Sir Donald Wolfit, the celebrated British actor, headlined the cast of the Old Vic production of King Lear and Swedish soprano Birgit Nilsson sang music from Wagner. The Phoenix Symphony also performed.
In addition, there was a symposium on the status of the performing arts in America led by Harold Schonberg, music critic of the New York Times.
Biff McGuire and Jeannie Carson were the stars of Camelot. Much excitement was registered by the casting of Sean Garrison as Lancelot. Sean had small roles in Splendor in the Grass and Bridge to the Sun, as well as in TV’s Sugarfoot and The Adventures of Ozzie and Harriet, and was predicted to become the next big male star in Hollywood.
The Camelot tour was widely regarded as a “tryout” for the role of Lancelot in the megabudgeted Camelot motion picture being planned by Warner Brothers with Vanessa Redgrave and Richard Harris in the leads. Warner Bros. executives were in the Gammage auditorium opening night to see Sean’s performance. Apparently they weren’t impressed. (Actually, it was reported in one Tinsel Town gossip column that studio head, Jack L. Warner, didn’t think he was handsome enough (!) )Italian actor Franco Nero was cast in the role. To add insult to injury, Franco had to be dubbed while Sean possessed a superb baritone. After coming off the tour, Sean’s career was limited mostly to TV guest-star appearances.

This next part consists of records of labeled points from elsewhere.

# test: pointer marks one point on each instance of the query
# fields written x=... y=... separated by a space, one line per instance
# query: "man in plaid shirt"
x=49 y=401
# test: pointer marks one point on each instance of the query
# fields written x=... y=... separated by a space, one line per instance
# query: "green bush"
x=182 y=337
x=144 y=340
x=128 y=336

In addition to opening Gammage, the festival marked the debut of the new acoustical shell designed for Gammage Auditorium by George Izenour of Yale University. The 45-ton, plaster coated steel shell telescoped against the stage’s back wall when not in use. It contributed greatly to Gammage’s reputation as one of the finest auditoriums in America in which to hear music.
Also were on show were the auditorium’s much talked about “floating balconies.” The two balconies were detached from the rear wall, allowing an unimpeded flow of sound around the more than 3,000 patrons.
Gammage’s stage – big enough to house the largest Metropolitan Opera production – is seen from one of the famous “floating balconies.”
Gammage officials bragged that the stage was large enough to “house the sets and props of the most extensive Metropolitan Opera Company production.” For the statistical minded, the stage was 140 feet wide and 60 feet deep (which included a forestage that sank into the basement). The height of 78 feet allowed for the most elaborate lighting, sound and rigging setups of any theater in the Western United States.
The most distant seat from the stage was 115 feet. Seating was continental style, meaning no center aisle.
The facility also included scenic and costume shops and dressing rooms.